Less common, especially in recent years, is the Wood Stork. A tactile feeder, it slowly moves along with half-open bill. Like the Snowy Egret, it stirs the water with its feet, which are bubble-gum pink.
Rare indeed is the visitor which occasioned this post. Look closely and compare it with the white waders described above.
It is a "Great White Heron," a subspecies of the Great Blue Heron. Admittedly, I almost passed it off as a Great Egret when I first saw it across the lake. However it seemed bulkier and had a habit of roosting in one spot for a long time, even up to an hour, so I took a closer look.
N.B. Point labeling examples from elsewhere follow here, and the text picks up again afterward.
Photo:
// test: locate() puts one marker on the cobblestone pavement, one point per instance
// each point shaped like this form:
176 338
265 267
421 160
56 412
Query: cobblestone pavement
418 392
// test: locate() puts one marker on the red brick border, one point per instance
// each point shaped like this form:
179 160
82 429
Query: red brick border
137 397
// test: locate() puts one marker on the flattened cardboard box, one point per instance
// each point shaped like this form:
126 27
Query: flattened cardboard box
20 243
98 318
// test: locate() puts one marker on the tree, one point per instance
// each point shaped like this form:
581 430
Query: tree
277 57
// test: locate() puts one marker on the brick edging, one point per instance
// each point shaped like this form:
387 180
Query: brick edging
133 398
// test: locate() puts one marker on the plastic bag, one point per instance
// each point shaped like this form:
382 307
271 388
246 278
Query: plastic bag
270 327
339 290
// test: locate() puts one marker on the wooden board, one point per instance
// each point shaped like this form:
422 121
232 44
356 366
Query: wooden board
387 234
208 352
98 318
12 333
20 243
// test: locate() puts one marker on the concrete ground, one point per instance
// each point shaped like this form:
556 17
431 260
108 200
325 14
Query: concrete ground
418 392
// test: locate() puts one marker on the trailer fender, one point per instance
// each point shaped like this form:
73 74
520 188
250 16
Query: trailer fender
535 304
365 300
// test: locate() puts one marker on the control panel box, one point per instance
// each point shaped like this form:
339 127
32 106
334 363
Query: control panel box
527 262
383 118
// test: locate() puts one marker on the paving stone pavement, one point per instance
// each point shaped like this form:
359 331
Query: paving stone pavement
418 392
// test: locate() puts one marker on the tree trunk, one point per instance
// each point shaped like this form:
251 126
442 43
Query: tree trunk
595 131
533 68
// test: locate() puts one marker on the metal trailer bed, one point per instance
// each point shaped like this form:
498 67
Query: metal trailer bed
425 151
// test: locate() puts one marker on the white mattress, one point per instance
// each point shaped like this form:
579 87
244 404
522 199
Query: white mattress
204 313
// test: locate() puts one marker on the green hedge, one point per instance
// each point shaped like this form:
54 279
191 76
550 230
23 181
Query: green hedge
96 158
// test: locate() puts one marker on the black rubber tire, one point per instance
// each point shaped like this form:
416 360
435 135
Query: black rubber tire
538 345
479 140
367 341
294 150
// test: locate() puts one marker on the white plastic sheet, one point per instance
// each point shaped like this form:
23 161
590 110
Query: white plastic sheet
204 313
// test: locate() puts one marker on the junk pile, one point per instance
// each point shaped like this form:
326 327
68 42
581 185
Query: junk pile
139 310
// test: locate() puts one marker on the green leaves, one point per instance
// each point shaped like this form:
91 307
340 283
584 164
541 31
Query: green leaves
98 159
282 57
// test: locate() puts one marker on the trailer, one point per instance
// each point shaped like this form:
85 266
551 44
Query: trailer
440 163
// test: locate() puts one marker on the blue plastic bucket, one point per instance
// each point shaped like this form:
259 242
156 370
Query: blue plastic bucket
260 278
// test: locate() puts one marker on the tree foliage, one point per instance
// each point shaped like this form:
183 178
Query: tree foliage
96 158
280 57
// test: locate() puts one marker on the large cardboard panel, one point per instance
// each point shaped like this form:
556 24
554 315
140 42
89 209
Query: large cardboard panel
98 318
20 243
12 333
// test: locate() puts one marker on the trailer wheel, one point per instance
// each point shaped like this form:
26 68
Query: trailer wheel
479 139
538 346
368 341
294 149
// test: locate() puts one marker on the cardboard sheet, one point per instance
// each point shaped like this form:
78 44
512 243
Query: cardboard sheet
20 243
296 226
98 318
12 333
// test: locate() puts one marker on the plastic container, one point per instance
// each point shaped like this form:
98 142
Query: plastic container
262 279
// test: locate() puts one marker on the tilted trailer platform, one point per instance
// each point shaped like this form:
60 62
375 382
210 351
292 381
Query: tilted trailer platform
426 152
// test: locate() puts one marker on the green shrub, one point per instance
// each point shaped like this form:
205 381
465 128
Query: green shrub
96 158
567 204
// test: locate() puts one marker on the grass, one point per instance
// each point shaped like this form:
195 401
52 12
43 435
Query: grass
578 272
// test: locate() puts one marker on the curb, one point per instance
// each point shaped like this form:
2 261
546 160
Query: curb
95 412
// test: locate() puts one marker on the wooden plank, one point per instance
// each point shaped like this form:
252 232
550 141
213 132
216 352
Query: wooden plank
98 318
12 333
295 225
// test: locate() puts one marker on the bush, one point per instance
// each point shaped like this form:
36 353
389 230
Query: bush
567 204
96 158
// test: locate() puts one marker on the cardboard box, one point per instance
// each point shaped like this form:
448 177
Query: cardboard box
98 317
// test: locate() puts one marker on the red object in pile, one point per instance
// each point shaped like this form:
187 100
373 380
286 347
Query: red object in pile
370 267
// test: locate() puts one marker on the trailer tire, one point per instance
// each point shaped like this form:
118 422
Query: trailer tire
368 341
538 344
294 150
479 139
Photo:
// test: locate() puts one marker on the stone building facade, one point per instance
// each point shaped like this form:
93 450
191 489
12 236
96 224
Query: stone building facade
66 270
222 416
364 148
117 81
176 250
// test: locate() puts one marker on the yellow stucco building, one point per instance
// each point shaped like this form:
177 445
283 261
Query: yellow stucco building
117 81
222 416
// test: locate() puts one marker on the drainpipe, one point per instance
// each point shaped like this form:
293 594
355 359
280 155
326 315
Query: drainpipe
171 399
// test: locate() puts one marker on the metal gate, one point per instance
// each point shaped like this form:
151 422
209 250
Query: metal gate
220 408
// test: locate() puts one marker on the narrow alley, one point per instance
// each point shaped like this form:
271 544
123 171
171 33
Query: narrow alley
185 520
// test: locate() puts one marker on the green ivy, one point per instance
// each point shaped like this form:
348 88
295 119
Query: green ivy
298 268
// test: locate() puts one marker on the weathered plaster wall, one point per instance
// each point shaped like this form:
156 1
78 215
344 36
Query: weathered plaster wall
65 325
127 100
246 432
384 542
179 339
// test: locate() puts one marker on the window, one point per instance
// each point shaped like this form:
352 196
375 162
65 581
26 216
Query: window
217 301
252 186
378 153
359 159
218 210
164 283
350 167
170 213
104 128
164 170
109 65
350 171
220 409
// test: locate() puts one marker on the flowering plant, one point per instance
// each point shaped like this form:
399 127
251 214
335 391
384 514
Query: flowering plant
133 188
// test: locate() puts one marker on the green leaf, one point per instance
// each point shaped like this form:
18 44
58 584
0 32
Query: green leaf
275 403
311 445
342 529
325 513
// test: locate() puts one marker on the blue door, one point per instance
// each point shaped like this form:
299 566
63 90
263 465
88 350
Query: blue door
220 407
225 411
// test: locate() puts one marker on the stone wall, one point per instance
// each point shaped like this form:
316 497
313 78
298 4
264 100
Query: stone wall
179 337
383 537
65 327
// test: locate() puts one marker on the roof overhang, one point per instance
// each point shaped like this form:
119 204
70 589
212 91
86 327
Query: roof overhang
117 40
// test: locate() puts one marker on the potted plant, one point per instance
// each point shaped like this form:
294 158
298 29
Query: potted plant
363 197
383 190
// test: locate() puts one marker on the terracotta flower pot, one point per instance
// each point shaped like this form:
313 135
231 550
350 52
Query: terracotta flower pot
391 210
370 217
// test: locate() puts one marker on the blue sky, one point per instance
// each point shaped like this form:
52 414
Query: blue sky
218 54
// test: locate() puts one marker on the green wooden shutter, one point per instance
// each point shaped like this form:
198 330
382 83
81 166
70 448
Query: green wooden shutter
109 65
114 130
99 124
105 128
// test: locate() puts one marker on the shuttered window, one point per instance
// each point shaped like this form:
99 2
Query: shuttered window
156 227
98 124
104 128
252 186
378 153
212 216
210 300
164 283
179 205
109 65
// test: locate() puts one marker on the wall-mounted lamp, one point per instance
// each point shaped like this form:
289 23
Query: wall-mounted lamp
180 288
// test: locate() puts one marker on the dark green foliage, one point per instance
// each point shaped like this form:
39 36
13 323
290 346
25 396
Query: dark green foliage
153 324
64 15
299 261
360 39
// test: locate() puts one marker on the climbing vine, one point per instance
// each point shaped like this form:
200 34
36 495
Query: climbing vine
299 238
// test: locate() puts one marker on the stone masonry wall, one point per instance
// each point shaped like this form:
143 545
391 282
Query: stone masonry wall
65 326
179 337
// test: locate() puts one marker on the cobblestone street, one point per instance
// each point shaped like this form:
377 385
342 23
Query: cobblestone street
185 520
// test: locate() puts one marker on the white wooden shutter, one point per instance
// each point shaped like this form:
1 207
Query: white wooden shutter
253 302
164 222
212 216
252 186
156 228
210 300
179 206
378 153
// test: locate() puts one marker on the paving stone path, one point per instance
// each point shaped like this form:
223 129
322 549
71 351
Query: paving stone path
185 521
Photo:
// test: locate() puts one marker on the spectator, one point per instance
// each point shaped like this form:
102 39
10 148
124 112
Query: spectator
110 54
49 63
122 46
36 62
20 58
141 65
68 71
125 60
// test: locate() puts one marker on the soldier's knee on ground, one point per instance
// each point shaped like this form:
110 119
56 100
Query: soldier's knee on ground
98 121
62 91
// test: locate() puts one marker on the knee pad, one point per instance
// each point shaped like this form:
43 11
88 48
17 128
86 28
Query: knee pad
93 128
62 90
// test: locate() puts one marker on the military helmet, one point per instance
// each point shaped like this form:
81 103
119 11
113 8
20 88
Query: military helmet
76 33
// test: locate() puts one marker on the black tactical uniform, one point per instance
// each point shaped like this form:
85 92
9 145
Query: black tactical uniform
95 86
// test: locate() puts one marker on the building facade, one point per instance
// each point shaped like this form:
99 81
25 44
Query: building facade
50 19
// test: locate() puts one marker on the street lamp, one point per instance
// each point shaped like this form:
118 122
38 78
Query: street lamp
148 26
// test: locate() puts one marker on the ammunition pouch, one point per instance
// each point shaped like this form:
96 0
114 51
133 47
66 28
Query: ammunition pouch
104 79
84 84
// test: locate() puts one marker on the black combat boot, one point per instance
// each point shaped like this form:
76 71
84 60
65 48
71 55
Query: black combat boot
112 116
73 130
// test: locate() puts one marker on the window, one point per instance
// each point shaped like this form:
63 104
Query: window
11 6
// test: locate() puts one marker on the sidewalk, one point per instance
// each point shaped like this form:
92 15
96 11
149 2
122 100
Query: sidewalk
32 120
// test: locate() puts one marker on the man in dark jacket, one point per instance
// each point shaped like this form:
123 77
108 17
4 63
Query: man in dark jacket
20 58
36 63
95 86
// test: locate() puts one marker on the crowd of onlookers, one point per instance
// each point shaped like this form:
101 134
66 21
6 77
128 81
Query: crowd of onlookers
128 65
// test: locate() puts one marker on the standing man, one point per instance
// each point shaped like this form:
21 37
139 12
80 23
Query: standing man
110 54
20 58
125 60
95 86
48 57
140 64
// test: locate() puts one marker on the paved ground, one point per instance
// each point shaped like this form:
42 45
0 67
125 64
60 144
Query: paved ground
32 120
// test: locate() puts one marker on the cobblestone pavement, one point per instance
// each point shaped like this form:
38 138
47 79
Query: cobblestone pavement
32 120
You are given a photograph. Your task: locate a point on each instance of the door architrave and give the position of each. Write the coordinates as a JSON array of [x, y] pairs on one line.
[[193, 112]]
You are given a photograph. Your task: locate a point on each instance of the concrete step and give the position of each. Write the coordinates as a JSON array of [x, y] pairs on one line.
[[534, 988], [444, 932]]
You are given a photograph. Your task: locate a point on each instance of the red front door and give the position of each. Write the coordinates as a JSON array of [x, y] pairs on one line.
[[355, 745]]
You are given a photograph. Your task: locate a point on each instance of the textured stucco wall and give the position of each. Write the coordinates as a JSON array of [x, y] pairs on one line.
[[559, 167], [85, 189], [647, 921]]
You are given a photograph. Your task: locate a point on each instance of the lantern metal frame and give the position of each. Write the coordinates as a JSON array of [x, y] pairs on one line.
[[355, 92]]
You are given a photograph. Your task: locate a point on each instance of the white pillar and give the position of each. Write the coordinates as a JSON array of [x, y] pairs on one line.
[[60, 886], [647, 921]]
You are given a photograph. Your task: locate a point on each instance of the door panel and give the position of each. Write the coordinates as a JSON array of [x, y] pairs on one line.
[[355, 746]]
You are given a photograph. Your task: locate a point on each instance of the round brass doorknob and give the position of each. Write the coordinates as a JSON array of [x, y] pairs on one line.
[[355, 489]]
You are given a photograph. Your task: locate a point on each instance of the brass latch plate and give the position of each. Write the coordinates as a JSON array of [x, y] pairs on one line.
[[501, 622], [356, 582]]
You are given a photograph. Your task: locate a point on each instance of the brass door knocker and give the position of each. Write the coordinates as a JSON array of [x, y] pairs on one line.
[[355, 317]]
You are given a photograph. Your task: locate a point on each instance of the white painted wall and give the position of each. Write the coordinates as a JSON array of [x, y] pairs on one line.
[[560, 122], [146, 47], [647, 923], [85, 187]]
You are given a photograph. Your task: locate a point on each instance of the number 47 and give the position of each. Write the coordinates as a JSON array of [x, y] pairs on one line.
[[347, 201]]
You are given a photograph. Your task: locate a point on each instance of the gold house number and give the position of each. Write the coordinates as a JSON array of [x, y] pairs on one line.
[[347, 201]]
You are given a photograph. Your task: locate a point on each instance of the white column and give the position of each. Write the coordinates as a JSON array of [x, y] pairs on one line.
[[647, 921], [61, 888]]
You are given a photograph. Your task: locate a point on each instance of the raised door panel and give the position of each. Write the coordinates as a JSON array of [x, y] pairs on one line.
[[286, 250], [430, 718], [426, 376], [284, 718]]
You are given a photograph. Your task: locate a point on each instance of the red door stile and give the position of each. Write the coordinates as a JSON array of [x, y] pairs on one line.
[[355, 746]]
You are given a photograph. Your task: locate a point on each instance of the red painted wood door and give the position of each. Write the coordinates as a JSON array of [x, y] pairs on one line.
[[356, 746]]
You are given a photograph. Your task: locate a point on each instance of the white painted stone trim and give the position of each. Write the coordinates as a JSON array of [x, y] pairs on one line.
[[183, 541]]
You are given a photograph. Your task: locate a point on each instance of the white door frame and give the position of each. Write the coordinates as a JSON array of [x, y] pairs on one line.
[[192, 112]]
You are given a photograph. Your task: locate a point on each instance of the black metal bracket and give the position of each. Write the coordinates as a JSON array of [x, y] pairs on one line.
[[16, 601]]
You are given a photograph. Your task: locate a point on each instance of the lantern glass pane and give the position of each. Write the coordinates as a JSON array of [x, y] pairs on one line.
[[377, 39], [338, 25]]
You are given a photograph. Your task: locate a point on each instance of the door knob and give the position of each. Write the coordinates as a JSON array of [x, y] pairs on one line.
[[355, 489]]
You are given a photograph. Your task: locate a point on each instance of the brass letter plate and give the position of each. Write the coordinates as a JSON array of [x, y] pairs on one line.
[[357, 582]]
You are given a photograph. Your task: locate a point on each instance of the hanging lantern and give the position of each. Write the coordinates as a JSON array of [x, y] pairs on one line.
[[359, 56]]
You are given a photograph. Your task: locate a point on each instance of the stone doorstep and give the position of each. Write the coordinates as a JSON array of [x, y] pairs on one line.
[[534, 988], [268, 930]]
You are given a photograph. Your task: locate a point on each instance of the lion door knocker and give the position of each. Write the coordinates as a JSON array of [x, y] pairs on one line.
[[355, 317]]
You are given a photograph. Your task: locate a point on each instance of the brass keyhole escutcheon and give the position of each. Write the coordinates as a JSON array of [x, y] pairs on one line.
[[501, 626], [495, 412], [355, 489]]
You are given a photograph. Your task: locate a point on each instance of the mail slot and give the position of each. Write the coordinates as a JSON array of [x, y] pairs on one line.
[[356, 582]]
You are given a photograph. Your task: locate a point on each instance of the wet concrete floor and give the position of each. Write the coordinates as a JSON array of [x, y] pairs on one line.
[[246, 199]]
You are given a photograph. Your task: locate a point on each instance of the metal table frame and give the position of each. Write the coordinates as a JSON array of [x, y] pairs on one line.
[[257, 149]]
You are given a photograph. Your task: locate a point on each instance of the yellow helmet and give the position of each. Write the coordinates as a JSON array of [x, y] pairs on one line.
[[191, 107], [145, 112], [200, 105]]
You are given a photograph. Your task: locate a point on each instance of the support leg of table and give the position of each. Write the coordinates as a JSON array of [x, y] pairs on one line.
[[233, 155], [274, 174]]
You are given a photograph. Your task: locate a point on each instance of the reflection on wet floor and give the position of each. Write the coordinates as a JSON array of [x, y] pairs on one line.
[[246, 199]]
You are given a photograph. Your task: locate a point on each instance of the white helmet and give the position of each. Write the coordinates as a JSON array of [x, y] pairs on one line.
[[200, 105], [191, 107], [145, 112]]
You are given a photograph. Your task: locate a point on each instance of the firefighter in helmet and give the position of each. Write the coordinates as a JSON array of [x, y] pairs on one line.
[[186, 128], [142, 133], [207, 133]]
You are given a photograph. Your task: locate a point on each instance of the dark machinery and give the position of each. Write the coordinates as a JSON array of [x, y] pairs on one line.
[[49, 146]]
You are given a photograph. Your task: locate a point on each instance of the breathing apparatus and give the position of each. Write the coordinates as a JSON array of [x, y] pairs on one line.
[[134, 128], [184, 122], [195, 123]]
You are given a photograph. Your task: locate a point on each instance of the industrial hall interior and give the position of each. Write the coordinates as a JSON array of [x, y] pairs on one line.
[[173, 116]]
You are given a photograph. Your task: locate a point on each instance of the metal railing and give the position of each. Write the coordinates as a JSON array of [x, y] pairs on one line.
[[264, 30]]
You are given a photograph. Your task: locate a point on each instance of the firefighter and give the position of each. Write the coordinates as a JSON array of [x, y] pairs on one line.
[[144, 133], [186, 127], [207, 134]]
This was my first photo, which confirmed my suspicions.
Known to breed in Cuba and some of the Caribbean Islands as well as the Yucatan Peninsula and on islands off the coast of Venezuela, the Great White Heron's North American range is almost exclusively limited to the Florida Keys and the tip of the Florida south of Miami.
Its upper mandible is dark, contrasting with the orange lower bill, quite identical to the common "blue" form of the Great Blue Heron.This bird's thighs are light, and its lower legs are darker but not black.
This bird was earlier considered to be a variant color morph of the nominate Great Blue Heron (Ardea herodias herodias), but is actually a distinct subspecies, Ardea herodias occidentalis. The blue and white subspecies occasionally interbreed.
Since Great Egrets are sometimes misidentified as Great White Herons, I had the unusual opportunity to photograph both individually from the same distance, walking across a lawn on the opposite side of the lake. Both photos were taken at a range of 140 meters and nearly the same angle. They exhibit the larger size and more robust body of the Great White Heron.
Great White Heron at 140 meters:
Great Egret at 140 meters:
The Great White Heron prefers coastal waters and rarely ventures north of its habitual range, but has been documented along the Atlantic into New England and even Canada. Inland sightings are quite rare. Our home is 18 miles away from the ocean, and this was the first one to visit our yard.
The Great White Heron spent much time on our back lawn, remaining for three days straight, then after a two day absence it reappeared. It was so close that even after I backed away I could not fit the entire bird in the video frame!